The chest X-ray plays a key role in screening and diagnosis of many lung diseases including the COVID-19. More recently, many works construct deep neural networks (DNNs) for chest X-ray images to realize automated and efficient diagnosis of lung diseases. However, bias field caused by the improper medical image acquisition process widely exists in the chest X-ray images while the robustness of DNNs to the bias field is rarely explored, which definitely poses a threat to the X-ray-based automated diagnosis system. In this paper, we study this problem based on the recent adversarial attack and propose a brand new attack, i.e., the adversarial bias field attack where the bias field instead of the additive noise works as the adversarial perturbations for fooling the DNNs. This novel attack posts a key problem: how to locally tune the bias field to realize high attack success rate while maintaining its spatial smoothness to guarantee high realisticity.

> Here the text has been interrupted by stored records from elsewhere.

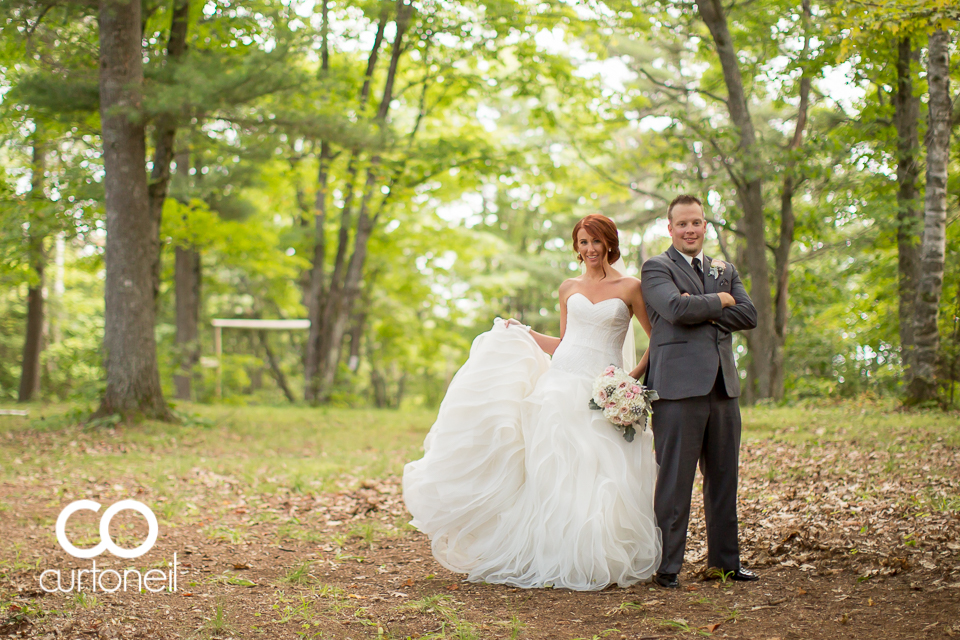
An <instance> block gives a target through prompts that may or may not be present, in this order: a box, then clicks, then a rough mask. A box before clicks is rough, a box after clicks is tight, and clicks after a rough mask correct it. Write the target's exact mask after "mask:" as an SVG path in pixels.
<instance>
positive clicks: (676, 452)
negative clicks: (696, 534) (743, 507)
mask: <svg viewBox="0 0 960 640" xmlns="http://www.w3.org/2000/svg"><path fill="white" fill-rule="evenodd" d="M667 219H668V221H669V224H668V226H667V228H668V229H669V231H670V236H671V237H672V239H673V246H672V247H670V248H669V249H667V251H666V252H664V253H663V254H661V255H659V256H656V257H654V258H651V259H650V260H647V261H646V262H645V263H644V264H643V269H642V271H641V278H640V282H641V287H642V290H643V299H644V302H645V303H646V307H647V315H649V316H650V323H651V324H652V325H653V331H652V333H651V335H650V365H649V366H648V368H647V377H646V380H645V383H646V384H647V386H649V387H650V388H652V389H655V390H656V391H657V393H658V394H659V396H660V399H659V400H658V401H657V402H654V403H653V437H654V447H655V449H656V455H657V463H658V464H659V465H660V471H659V474H658V476H657V489H656V494H655V496H654V510H655V512H656V515H657V524H658V526H659V527H660V530H661V533H662V535H663V557H662V560H661V562H660V568H659V569H658V570H657V574H656V575H655V576H654V580H656V582H657V583H658V584H659V585H661V586H663V587H668V588H676V587H678V586H680V583H679V581H678V579H677V574H679V573H680V567H681V566H682V564H683V552H684V547H685V546H686V542H687V523H688V521H689V519H690V497H691V494H692V492H693V480H694V476H695V475H696V470H697V463H699V464H700V471H701V473H703V478H704V480H703V502H704V509H705V512H706V520H707V566H708V567H710V568H714V569H719V570H722V571H723V572H724V573H725V574H730V572H732V576H731V577H732V578H733V579H734V580H756V579H757V576H756V574H754V573H751V572H750V571H747V570H746V569H744V568H743V567H741V566H740V550H739V546H738V543H737V466H738V464H739V449H740V407H739V405H738V402H737V398H738V396H739V395H740V377H739V375H738V374H737V367H736V363H735V361H734V359H733V340H732V334H733V332H734V331H742V330H744V329H753V328H754V327H756V326H757V310H756V309H755V308H754V306H753V303H752V302H751V301H750V296H748V295H747V292H746V290H745V289H744V287H743V283H742V282H740V276H739V275H737V270H736V268H734V266H733V265H732V264H730V263H729V262H723V261H722V260H713V259H711V258H708V257H705V256H704V255H703V236H704V233H705V231H706V224H707V223H706V220H705V219H704V215H703V205H702V204H701V202H700V200H698V199H697V198H695V197H693V196H689V195H681V196H677V197H676V198H674V200H673V202H671V203H670V207H669V208H668V209H667Z"/></svg>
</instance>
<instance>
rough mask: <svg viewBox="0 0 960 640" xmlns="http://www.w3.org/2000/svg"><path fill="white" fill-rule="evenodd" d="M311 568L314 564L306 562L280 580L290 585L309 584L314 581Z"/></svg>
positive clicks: (280, 578) (301, 564)
mask: <svg viewBox="0 0 960 640" xmlns="http://www.w3.org/2000/svg"><path fill="white" fill-rule="evenodd" d="M311 567H313V562H312V561H310V560H304V561H303V562H301V563H300V564H298V565H297V566H295V567H294V568H293V569H291V570H290V571H288V572H287V573H286V575H284V576H283V577H282V578H280V581H281V582H287V583H289V584H299V585H304V584H308V583H309V582H311V581H312V580H313V576H311V575H310V569H311Z"/></svg>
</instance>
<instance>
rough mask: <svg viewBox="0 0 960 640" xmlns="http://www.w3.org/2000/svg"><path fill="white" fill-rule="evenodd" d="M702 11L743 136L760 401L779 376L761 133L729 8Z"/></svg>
mask: <svg viewBox="0 0 960 640" xmlns="http://www.w3.org/2000/svg"><path fill="white" fill-rule="evenodd" d="M697 7H698V8H699V10H700V16H701V17H702V18H703V21H704V23H705V24H706V25H707V28H708V29H709V30H710V35H711V36H712V38H713V42H714V44H715V46H716V48H717V55H718V57H719V58H720V66H721V68H722V69H723V79H724V82H725V84H726V87H727V110H728V112H729V114H730V119H731V120H732V121H733V124H734V126H736V127H737V129H738V130H739V135H740V141H739V156H740V163H741V165H742V170H741V171H740V172H739V173H738V174H731V177H732V178H733V179H734V182H735V184H736V187H737V197H738V199H739V200H740V205H741V207H742V208H743V217H742V219H741V224H742V227H743V232H744V236H745V238H746V247H745V250H744V258H745V261H746V264H745V265H744V266H745V271H746V273H747V275H749V276H750V298H751V299H752V300H753V304H754V306H755V307H756V308H757V328H756V329H754V330H753V331H752V332H751V336H750V346H751V359H752V362H753V363H754V368H755V371H756V382H757V397H758V399H760V398H771V397H773V396H774V390H773V383H774V380H775V378H776V377H777V374H775V373H774V359H773V354H774V352H775V350H776V332H775V330H774V313H773V310H774V307H773V299H772V296H771V295H770V272H769V266H768V260H767V243H766V237H765V230H764V224H765V221H764V216H763V181H762V179H761V177H760V171H761V167H760V166H759V162H760V160H759V155H760V154H759V153H758V150H757V142H756V132H755V130H754V127H753V121H752V120H751V119H750V110H749V108H748V106H747V98H746V94H745V93H744V90H743V77H742V75H741V73H740V66H739V62H738V60H737V54H736V51H735V50H734V46H733V39H732V38H731V37H730V30H729V28H728V26H727V17H726V15H725V14H724V12H723V6H722V4H721V3H720V0H697Z"/></svg>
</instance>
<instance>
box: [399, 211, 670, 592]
mask: <svg viewBox="0 0 960 640" xmlns="http://www.w3.org/2000/svg"><path fill="white" fill-rule="evenodd" d="M610 224H611V225H612V223H610ZM601 268H605V269H607V270H609V269H610V266H609V263H607V262H606V261H604V266H603V267H601ZM593 273H594V272H591V271H590V265H589V264H588V272H587V274H586V275H588V276H589V275H591V274H593ZM594 275H595V274H594ZM617 276H619V274H616V272H612V273H611V280H610V281H608V282H607V283H605V284H604V285H603V286H604V287H605V288H597V287H596V286H593V284H592V282H593V281H591V280H590V279H589V278H581V279H579V280H578V279H573V280H574V281H570V280H568V281H567V282H565V283H564V285H563V286H562V287H561V295H560V300H561V338H559V339H558V338H552V337H550V336H543V335H542V334H538V333H536V332H529V331H525V330H523V329H520V328H518V327H517V326H515V325H516V324H519V323H517V322H516V321H503V320H499V319H498V320H497V321H496V322H495V323H494V327H493V328H492V329H491V330H490V331H488V332H486V333H483V334H481V335H480V336H478V337H477V338H476V340H474V343H473V345H472V347H471V350H470V357H469V358H468V360H467V362H466V363H465V364H464V365H463V367H462V368H461V369H460V371H458V372H457V374H456V376H454V379H453V381H452V382H451V383H450V387H449V389H448V391H447V395H446V397H445V398H444V400H443V403H442V404H441V406H440V411H439V415H438V417H437V421H436V423H435V424H434V425H433V427H432V428H431V430H430V433H429V434H428V435H427V438H426V440H425V442H424V457H423V458H422V459H420V460H417V461H415V462H411V463H409V464H408V465H406V467H405V469H404V477H403V490H404V499H405V501H406V503H407V507H408V509H409V510H410V513H411V514H413V520H412V524H413V525H414V526H416V527H417V528H418V529H420V530H421V531H423V532H424V533H426V534H427V535H428V536H430V539H431V546H432V550H433V554H434V556H435V557H436V559H437V561H439V562H440V563H441V564H443V565H444V566H445V567H447V568H448V569H451V570H453V571H457V572H461V573H466V574H467V577H468V579H469V580H471V581H474V582H492V583H504V584H510V585H514V586H519V587H545V586H554V587H565V588H570V589H577V590H598V589H602V588H604V587H606V586H607V585H608V584H610V583H617V584H619V585H620V586H627V585H630V584H633V583H635V582H638V581H641V580H646V579H648V578H649V577H650V576H651V575H652V574H653V572H654V571H655V570H656V568H657V566H658V565H659V562H660V547H661V545H660V531H659V529H657V527H656V522H655V517H654V512H653V491H654V484H655V480H656V473H657V467H656V463H655V461H654V456H653V447H652V435H651V433H650V431H649V430H647V431H646V432H644V433H641V434H638V436H637V438H636V439H635V440H634V442H632V443H628V442H626V441H625V440H624V439H623V437H622V436H621V434H620V432H619V431H618V430H617V429H616V428H615V427H614V426H613V425H612V424H610V423H609V422H608V421H607V420H606V419H605V418H604V417H603V415H602V413H601V412H599V411H591V410H590V409H589V401H590V398H591V396H592V386H593V382H594V380H595V378H596V377H597V375H599V374H600V373H601V372H602V371H603V369H605V368H606V367H607V366H609V365H610V364H615V365H617V366H623V364H624V363H623V354H622V347H623V343H624V338H625V336H626V334H627V331H628V329H629V327H630V322H631V316H632V315H633V313H632V312H633V310H634V308H635V307H634V305H632V304H628V302H627V301H625V300H624V299H623V298H622V297H620V296H613V297H607V298H601V297H597V298H594V299H593V300H591V298H590V297H588V295H587V294H599V295H602V294H603V292H606V293H609V292H610V291H620V292H623V291H625V290H626V288H632V287H633V285H634V283H636V291H637V295H640V294H639V282H638V281H636V280H635V279H630V280H631V281H624V282H619V280H616V279H615V278H616V277H617ZM571 282H572V284H568V283H571ZM617 283H619V284H617ZM618 287H620V288H618ZM628 300H630V302H634V300H632V299H631V298H628ZM641 308H642V307H641ZM645 318H646V316H645V314H644V318H643V319H645ZM643 319H641V322H642V321H643ZM645 328H646V327H645ZM541 342H542V343H543V344H541ZM548 350H549V351H548ZM547 352H552V353H553V358H552V359H551V358H549V357H548V356H547ZM641 366H642V365H641ZM638 368H639V367H638Z"/></svg>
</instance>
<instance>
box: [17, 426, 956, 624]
mask: <svg viewBox="0 0 960 640" xmlns="http://www.w3.org/2000/svg"><path fill="white" fill-rule="evenodd" d="M59 437H60V436H58V438H59ZM76 437H80V436H77V435H75V434H74V435H64V436H62V439H63V440H64V441H65V442H67V444H66V445H64V446H70V442H69V438H76ZM84 437H86V436H84ZM96 437H98V436H90V438H93V439H95V438H96ZM44 438H49V436H42V435H32V434H30V433H28V432H25V431H24V432H18V433H16V434H12V435H9V436H8V437H7V444H8V445H9V446H13V447H16V448H17V450H23V451H24V452H27V453H29V452H30V451H37V450H40V448H42V447H45V446H47V447H48V446H50V442H48V441H47V440H45V439H44ZM58 446H59V445H58ZM85 446H86V445H85ZM89 446H91V447H93V446H96V447H101V448H102V449H104V450H106V449H109V448H110V447H113V448H117V447H118V446H119V445H117V444H116V442H114V443H111V442H106V441H105V442H96V443H95V442H91V443H89ZM31 447H32V448H31ZM47 450H49V449H47ZM18 460H19V458H18ZM24 460H26V455H24ZM22 464H23V467H22V469H23V472H22V473H21V474H19V475H13V476H11V477H12V479H10V480H8V481H5V482H3V483H0V637H2V636H9V637H29V638H45V639H50V640H53V639H61V638H66V639H70V640H74V639H83V640H89V639H91V638H150V639H153V638H158V639H159V638H181V639H186V638H221V637H222V638H270V639H272V638H278V639H285V638H290V639H291V640H295V639H300V638H328V639H329V638H336V639H348V638H349V639H353V640H359V639H361V638H394V639H401V638H461V639H469V638H559V639H564V640H570V639H574V638H584V639H587V640H592V639H593V638H612V639H616V638H633V639H636V638H673V637H696V636H706V635H711V636H714V637H721V638H722V637H729V638H744V639H751V640H753V639H773V638H779V639H781V640H783V639H788V638H789V639H797V640H799V639H806V638H830V639H831V640H832V639H836V638H856V639H860V638H873V637H883V638H943V637H960V502H958V496H960V480H958V477H960V450H958V449H957V448H951V447H947V446H933V447H928V448H922V449H917V450H916V451H913V452H912V453H911V452H909V451H908V452H906V453H904V451H902V450H900V449H898V448H890V449H889V450H886V451H878V450H866V448H865V447H856V446H851V445H850V444H849V443H833V444H829V443H828V444H819V443H814V444H788V443H785V442H779V441H763V442H751V443H749V445H746V446H745V447H744V455H743V459H742V465H741V466H742V478H741V500H740V517H741V522H742V525H741V526H742V528H741V546H742V549H743V557H744V560H745V562H746V564H747V565H748V566H749V567H751V568H752V569H754V570H755V571H757V572H758V573H759V574H760V576H761V581H760V582H758V583H749V584H738V583H722V582H718V581H709V582H705V581H702V580H701V579H700V578H699V573H698V572H700V571H702V570H703V561H704V557H705V545H704V531H703V519H702V509H701V508H700V505H699V501H698V500H696V499H695V502H694V504H695V511H694V516H693V518H692V524H691V532H690V539H689V544H688V549H687V558H686V560H687V562H686V565H685V569H684V573H683V574H682V575H681V580H682V588H681V589H679V590H676V591H668V590H664V589H660V588H655V587H652V586H651V585H650V584H641V585H634V586H632V587H630V588H627V589H620V588H616V587H613V588H608V589H606V590H604V591H600V592H592V593H577V592H570V591H564V590H559V589H558V590H553V589H541V590H520V589H514V588H510V587H506V586H501V585H477V584H470V583H466V582H463V581H462V579H461V578H460V576H457V575H455V574H452V573H450V572H449V571H446V570H444V569H443V568H441V567H440V566H439V565H438V564H437V563H436V561H435V560H434V559H433V557H432V555H431V553H430V548H429V541H428V540H426V539H425V537H424V536H423V535H421V534H420V533H418V532H416V531H413V530H411V529H410V528H409V527H408V526H406V525H405V524H404V523H405V522H406V521H407V520H408V518H409V515H408V514H407V513H406V510H405V508H404V506H403V502H402V499H401V496H400V488H399V483H398V479H397V478H387V479H372V480H371V479H366V480H364V479H360V478H349V477H344V478H342V479H341V484H342V486H343V490H342V491H339V492H336V493H310V492H303V493H301V492H295V491H281V492H280V493H274V494H263V495H258V494H255V493H253V492H251V491H250V488H249V487H248V486H245V485H244V483H242V482H239V481H238V480H236V479H235V478H231V477H229V476H222V475H218V474H216V473H214V472H212V471H211V470H210V469H209V468H206V467H196V468H193V469H192V470H191V471H190V472H189V473H188V474H186V475H184V476H183V477H177V478H173V477H171V476H167V480H168V481H169V482H170V483H173V488H172V489H171V488H170V485H169V484H168V485H165V488H164V490H163V491H162V492H161V491H157V490H154V489H152V488H151V485H150V482H149V478H147V479H146V480H145V479H144V476H143V475H133V474H132V473H128V474H127V475H121V476H119V477H110V478H109V479H104V478H95V477H93V472H92V471H90V470H89V469H87V468H86V467H85V466H83V465H76V466H74V467H72V468H71V467H63V468H54V467H53V466H43V465H34V466H30V465H28V464H26V463H22ZM82 498H89V499H95V500H97V501H98V502H100V503H102V504H104V505H109V504H111V503H114V502H116V501H118V500H120V499H124V498H135V499H137V500H141V501H143V502H144V503H146V504H149V505H150V506H151V509H153V510H154V511H155V512H156V513H157V517H158V519H159V521H160V523H159V539H158V541H157V544H156V546H155V547H154V548H153V549H152V550H151V551H150V552H149V553H148V554H147V555H145V556H143V557H141V558H138V559H136V560H129V561H125V560H120V559H118V558H115V557H113V556H111V555H110V554H109V553H105V554H103V555H102V556H99V557H98V558H97V559H96V560H97V568H98V570H99V571H100V572H101V574H100V575H101V576H103V575H104V574H103V573H102V572H103V571H104V570H107V569H111V568H113V569H117V570H123V569H124V568H128V567H135V568H137V569H139V570H140V571H141V573H142V574H144V575H145V574H146V572H147V571H149V570H151V569H153V570H159V571H164V572H167V573H166V575H169V571H170V567H169V563H171V562H172V561H173V558H174V554H176V559H177V590H176V591H166V590H162V589H161V590H160V591H159V592H157V593H152V592H147V591H144V592H138V591H137V590H136V588H135V587H134V588H133V589H132V590H130V591H127V592H124V591H122V590H121V591H118V592H117V593H112V594H111V593H103V592H102V591H99V590H98V591H97V592H92V591H90V589H89V588H86V589H84V590H83V591H82V592H80V593H78V592H77V591H76V590H74V591H71V592H70V593H67V594H63V593H52V594H51V593H45V592H44V591H43V590H41V589H40V584H39V578H40V576H41V575H42V573H43V572H44V571H47V570H60V572H61V576H62V578H63V580H64V584H68V583H69V580H70V577H69V576H70V575H71V573H70V572H71V571H72V570H75V569H89V568H90V567H91V561H90V560H78V559H76V558H73V557H71V556H68V555H67V554H66V553H65V552H64V551H63V550H62V549H61V548H60V546H59V545H58V543H57V540H56V537H55V534H54V530H55V522H56V519H57V516H58V514H59V513H60V511H61V509H63V507H64V506H65V505H66V504H68V503H69V502H71V501H73V500H78V499H82ZM96 517H97V516H96V515H95V514H92V513H87V514H84V513H82V512H81V513H77V514H76V515H75V516H73V517H72V518H71V520H70V536H71V538H72V540H73V542H74V544H76V545H77V546H78V547H89V546H92V545H93V544H96V542H97V540H98V537H99V534H98V520H97V519H96ZM110 531H111V536H112V537H113V538H115V539H116V540H117V542H118V543H119V544H121V545H123V546H126V547H128V548H130V547H134V546H136V545H137V544H139V541H142V540H143V539H144V537H145V536H146V533H147V527H146V523H145V520H144V519H143V518H142V517H140V516H138V515H136V514H134V513H133V512H129V511H126V512H121V513H120V514H119V515H118V516H117V517H116V518H114V520H113V522H112V525H111V528H110ZM85 578H86V579H88V580H89V578H90V575H89V574H86V576H85ZM52 579H53V578H52V576H51V575H49V574H48V580H52ZM47 584H48V586H49V585H50V584H52V583H49V582H48V583H47ZM113 584H114V583H113V582H111V580H107V583H106V585H107V586H108V587H110V586H112V585H113Z"/></svg>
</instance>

These two goals contradict each other and thus has made the attack significantly challenging. To overcome this challenge, we propose the adversarial-smooth bias field attack that can locally tune the bias field with joint smooth & adversarial constraints. As a result, the adversarial X-ray images can not only fool the DNNs effectively but also retain very high level of realisticity. We validate our method on real chest X-ray datasets with powerful DNNs, e.g., ResNet50, DenseNet121, and MobileNet, and show different properties to the state-of-the-art attacks in both image realisticity and attack transferability. Our method reveals the potential threat to the DNN-based X-ray automated diagnosis and can definitely benefit the development of bias-field-robust automated diagnosis system.